Question 17

Coordinatorsub-sub-post 1 Comment

Do these debates on RCTs not raise the question of models of behavior and theories of change – and how do the authors view this?

Lant: Yes, indeed. Indeed, I very much doubt the “theory of change” that a key constraint to development progress is the production of “rigorous” estimates of causal impacts of specific interventions. One example. In 1999 Deon Filmer and I published a paper “What do education production functions really show” that demonstrated that, unlike the prediction of “normative as positive” producer theory the marginal product per dollar of inputs into education were not equalized and that some inputs (particularly those that entered teacher utility functions directly) were over-used by orders of magnitude relative to inputs (like chalk or books) that did not. We suggested the best way to understand this was that politicians who controlled education budgets were not “making mistakes” or were not making these choices because there were not credible estimates of causal impacts but because they really weren’t allocating resources to maximize education outcomes at all, but were balancing that with political interests. Hence, if one were concerned with raising learning outcomes one had to mostly worry about the politics (both electoral and organizational within governments) of education.
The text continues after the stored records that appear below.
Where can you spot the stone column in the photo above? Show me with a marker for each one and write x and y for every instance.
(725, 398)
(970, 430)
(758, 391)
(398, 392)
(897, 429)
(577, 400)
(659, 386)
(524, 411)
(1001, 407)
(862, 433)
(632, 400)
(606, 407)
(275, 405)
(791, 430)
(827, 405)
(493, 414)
Moreover, we argued that making ‘recommendations” to “policy makers” on the “normative as positive” model that “here are highly cost effective inputs” that, since you are maximizing learning you should adopt was just dumb and clearly at odds with the evidence (see “Is the economics of education useless, or worse”). But along came the randomistas with their bright shiny object of a method that answers narrow disciplinary questions and improves on evidence that was already mostly good enough about many questions and focused on better estimates of causal impacts using still the self-refuting “normative as positive” theory of change that what policy makers lack is “good evidence” and characterizing their choices as “mistakes” that can be fixed with a study that is persuasive. So now we have wasted 20 years. The new estimates reproduce exactly the findings of the estimates of 20 years ago: e.g. there is lots of heterogeneity across countries, most “teacher utility raising” expenditures are not cost effective, there are actions that are orders of magnitude more cost-effective than the existing expenditures but which are not adopted (and, even when the evidence is there they cannot be, e.g. contract teachers in Kenya (Bold et al).

So, it is not like we development academics and practitioners have “learned” what is really needed to be known to improve education systems from the RCT experience: We knew fire was hot. All we really learned is that academics are willing to place themselves and what is their comparative advantage (the generation of “rigorous” evidence) in a privileged position, even when the evidence is obviously against that.

Editors: This is right, and this is what we mention in the introduction:

The opposing views surrounding RCTs are also based on different notions of development, poverty and, more broadly, politics, seen as a conception of the world in which we live and which we endeavour to attain. Is the world an aggregate of individuals seeking to be independent or is it a complex system made up of dialectics, multiple interactions, retroactions and systemic effects between social beings who are interdependent and wish to remain so? Should we see the “causes of poverty as a lack or want of relevant variables or as an active process of impoverishment or perpetuation of poverty” (Shaffer 2015: 154)? A “want-based” understanding of the causation of poverty calls for policies of “difference-making” wants (to cope with deficits in health, education, nutrition, water/sanitation, credit, and so forth); and understanding the impacts of such policies requires a counterfactual to be able to isolate the difference and attribute the impact to the policy in question. By contrast, a conception of the causation of poverty in terms of processes and social relations calls for macroeconomic and structural policies (exchange rate, capital control policies, social protection measures, and so forth); and understanding the impact of these measures requires a “mechanism-based approach” that explores the diversity and complexity of the causal processes that generate the impact (Shaffer 2015).